Bürgermeister Anzengruber betont die Notwendigkeit weiterer Sparmaßnahmen und Effizienzsteigerungen im Magistrat. Für 2026 sind bereits Einsparungen bei Projekten und Personalkosten angekündigt. Die Koalition aus JA – Jetzt Innsbruck, Grünen und SPÖ plant, neue Investitionen ohne zusätzliche Schulden zu finanzieren. Dennoch müssen die Altlasten bedient werden, was eine Herausforderung darstellt.

Der Rechnungsabschluss wird am 22. Oktober 2026 dem Gemeinderat zur Beschlussfassung vorgelegt. Der Finanzreferent hebt hervor, dass trotz des positiven operativen Ergebnisses ein negatives Ergebnis von 31,2 Millionen Euro nach Maastricht-Kriterien für 2025 zu verzeichnen ist. Dies wirft die Frage auf, wie nachhaltig die aktuelle Finanzpolitik tatsächlich ist.

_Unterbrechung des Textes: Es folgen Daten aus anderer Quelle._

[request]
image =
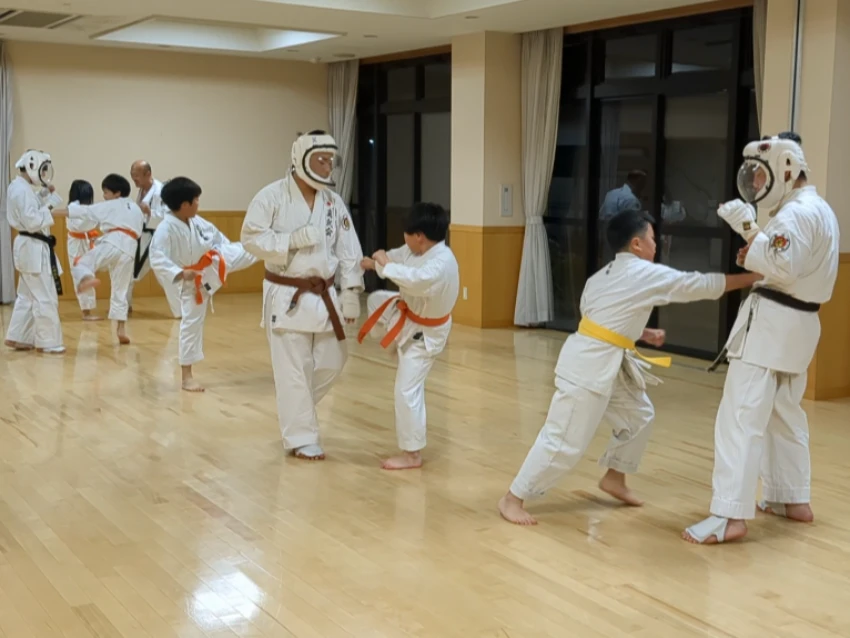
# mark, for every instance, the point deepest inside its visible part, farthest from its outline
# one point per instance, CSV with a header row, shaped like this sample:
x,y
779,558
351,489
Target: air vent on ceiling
x,y
34,19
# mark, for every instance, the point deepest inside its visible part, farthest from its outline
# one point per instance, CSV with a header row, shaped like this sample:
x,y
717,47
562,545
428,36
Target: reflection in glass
x,y
625,171
632,57
693,325
707,48
695,130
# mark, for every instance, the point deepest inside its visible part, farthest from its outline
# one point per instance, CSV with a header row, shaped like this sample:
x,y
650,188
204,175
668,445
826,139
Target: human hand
x,y
381,258
653,337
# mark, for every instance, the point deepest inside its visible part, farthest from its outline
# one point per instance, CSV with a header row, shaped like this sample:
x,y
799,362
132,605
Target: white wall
x,y
228,123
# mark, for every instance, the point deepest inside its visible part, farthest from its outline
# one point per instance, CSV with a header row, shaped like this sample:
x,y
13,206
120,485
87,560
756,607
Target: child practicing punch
x,y
120,220
189,251
599,373
416,320
82,234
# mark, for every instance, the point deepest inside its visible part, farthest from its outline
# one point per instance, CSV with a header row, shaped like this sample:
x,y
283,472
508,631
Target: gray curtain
x,y
759,38
342,104
7,268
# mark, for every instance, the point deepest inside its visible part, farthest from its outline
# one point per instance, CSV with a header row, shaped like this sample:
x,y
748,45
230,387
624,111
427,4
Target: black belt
x,y
141,257
786,300
50,240
782,299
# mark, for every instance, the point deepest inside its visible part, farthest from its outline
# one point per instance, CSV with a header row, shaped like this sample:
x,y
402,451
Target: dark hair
x,y
178,191
81,191
625,226
431,220
116,184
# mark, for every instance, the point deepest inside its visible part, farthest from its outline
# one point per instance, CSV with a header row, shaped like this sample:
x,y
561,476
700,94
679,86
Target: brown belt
x,y
316,286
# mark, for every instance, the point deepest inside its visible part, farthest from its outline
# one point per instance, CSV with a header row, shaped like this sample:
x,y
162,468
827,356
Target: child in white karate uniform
x,y
417,320
191,252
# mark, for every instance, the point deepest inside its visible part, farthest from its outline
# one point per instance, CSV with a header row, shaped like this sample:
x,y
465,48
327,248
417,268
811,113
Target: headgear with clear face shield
x,y
38,167
314,157
771,168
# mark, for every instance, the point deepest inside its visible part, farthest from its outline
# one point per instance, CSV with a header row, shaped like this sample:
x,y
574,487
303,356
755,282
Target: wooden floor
x,y
130,508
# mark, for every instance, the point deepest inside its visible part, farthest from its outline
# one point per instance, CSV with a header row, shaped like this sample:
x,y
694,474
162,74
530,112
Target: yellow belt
x,y
593,330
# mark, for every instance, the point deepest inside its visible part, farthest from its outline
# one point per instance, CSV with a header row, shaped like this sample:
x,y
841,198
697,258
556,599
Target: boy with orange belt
x,y
417,319
120,220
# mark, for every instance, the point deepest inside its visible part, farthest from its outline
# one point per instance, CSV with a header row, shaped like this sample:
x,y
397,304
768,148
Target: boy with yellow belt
x,y
418,320
599,373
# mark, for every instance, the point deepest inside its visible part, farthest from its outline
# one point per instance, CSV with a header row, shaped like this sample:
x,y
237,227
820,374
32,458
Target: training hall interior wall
x,y
226,122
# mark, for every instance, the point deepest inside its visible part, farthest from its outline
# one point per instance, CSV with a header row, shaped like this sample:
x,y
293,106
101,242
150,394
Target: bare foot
x,y
735,531
404,461
511,509
88,284
800,512
190,385
17,346
614,483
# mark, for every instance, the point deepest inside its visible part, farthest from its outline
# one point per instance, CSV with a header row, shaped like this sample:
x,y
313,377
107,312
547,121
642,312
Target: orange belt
x,y
89,236
203,263
396,329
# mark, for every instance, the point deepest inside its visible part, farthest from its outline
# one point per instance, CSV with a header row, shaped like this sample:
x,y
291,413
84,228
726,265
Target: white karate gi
x,y
761,427
429,285
159,211
178,245
35,319
115,251
76,249
306,355
594,379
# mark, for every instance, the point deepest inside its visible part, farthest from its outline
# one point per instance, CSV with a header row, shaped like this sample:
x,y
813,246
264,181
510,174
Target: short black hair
x,y
431,220
81,191
625,226
178,191
117,184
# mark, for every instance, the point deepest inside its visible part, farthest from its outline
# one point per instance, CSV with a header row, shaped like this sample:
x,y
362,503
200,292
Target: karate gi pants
x,y
35,318
574,416
120,265
305,366
761,428
414,364
76,249
193,314
172,290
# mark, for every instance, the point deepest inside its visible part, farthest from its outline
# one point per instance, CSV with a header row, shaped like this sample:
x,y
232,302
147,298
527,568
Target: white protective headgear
x,y
38,166
775,156
302,151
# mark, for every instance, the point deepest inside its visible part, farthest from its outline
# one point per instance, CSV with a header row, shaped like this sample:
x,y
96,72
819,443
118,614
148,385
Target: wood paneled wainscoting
x,y
228,222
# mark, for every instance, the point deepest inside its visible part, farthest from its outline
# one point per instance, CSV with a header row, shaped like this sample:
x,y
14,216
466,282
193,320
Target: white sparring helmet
x,y
38,166
775,156
307,145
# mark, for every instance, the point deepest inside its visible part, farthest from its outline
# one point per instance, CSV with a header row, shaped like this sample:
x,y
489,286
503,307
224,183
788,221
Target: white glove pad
x,y
741,217
350,304
305,237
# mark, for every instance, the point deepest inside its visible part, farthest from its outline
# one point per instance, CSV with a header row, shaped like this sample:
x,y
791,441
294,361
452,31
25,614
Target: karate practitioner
x,y
190,251
418,319
120,220
599,374
29,201
303,232
82,234
761,427
149,199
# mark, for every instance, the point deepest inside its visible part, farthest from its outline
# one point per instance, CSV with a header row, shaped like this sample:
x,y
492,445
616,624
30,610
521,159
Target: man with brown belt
x,y
303,232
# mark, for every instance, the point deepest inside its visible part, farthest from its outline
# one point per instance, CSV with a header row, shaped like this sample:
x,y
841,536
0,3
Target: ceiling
x,y
314,30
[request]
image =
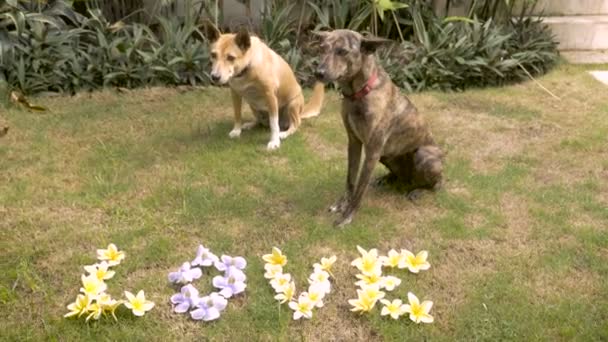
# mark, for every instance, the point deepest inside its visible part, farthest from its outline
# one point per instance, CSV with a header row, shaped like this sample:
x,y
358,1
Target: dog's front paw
x,y
415,195
338,206
273,145
249,125
343,221
235,133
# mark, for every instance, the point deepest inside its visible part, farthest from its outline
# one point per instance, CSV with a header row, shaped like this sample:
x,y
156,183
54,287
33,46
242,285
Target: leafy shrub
x,y
47,46
463,54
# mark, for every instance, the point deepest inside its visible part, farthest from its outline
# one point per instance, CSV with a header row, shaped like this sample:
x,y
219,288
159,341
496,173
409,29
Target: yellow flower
x,y
316,293
326,264
368,263
138,304
108,305
415,263
92,286
112,255
288,292
272,270
302,308
419,312
370,279
276,258
100,270
95,311
366,299
389,282
393,259
280,282
79,307
395,309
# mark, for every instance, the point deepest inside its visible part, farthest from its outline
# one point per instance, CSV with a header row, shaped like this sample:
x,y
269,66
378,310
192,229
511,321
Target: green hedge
x,y
52,48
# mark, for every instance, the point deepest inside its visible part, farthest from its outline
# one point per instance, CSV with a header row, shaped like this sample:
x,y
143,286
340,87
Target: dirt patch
x,y
551,286
519,223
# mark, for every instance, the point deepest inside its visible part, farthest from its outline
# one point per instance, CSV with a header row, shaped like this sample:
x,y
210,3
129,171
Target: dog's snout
x,y
320,72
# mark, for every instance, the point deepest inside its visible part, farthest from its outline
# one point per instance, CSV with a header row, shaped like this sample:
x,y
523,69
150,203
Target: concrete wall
x,y
572,7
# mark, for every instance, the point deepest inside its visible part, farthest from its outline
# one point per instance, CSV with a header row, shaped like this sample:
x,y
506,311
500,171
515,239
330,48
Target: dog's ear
x,y
242,39
369,44
320,34
209,31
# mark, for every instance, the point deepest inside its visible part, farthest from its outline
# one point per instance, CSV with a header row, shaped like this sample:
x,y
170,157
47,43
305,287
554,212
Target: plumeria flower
x,y
394,259
389,283
370,279
316,293
108,305
95,311
230,285
366,299
112,255
321,279
100,270
281,281
204,257
288,292
80,306
415,263
302,308
395,309
368,263
272,270
419,312
186,299
228,264
185,274
209,307
138,304
92,286
276,258
326,264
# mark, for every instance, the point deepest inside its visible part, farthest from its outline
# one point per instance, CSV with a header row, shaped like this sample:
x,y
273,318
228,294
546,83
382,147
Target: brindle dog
x,y
378,119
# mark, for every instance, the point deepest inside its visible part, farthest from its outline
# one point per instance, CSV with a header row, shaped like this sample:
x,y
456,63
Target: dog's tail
x,y
313,106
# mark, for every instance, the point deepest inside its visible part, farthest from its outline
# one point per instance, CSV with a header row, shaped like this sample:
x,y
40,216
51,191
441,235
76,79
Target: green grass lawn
x,y
518,237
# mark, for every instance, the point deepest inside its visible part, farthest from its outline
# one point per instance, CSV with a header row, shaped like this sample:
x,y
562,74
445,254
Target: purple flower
x,y
185,274
209,307
231,284
186,299
204,257
228,264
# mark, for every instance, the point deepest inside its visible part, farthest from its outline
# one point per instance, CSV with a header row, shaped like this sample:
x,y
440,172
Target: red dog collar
x,y
367,88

Kritik und Herausforderungen

Die Opposition äußert Bedenken über den gestiegenen Schuldenstand und fordert einen rigorosen Sparkurs. Die FPÖ kritisiert die Darstellung des Schuldenstands durch die Stadtregierung und fordert transparentere Informationen. Angesichts des Reformdrucks in der Finanzpolitik, der nicht nur in Innsbruck, sondern auch auf Bundesebene zu spüren ist, bleibt abzuwarten, wie die Stadt auf die Herausforderungen reagieren wird.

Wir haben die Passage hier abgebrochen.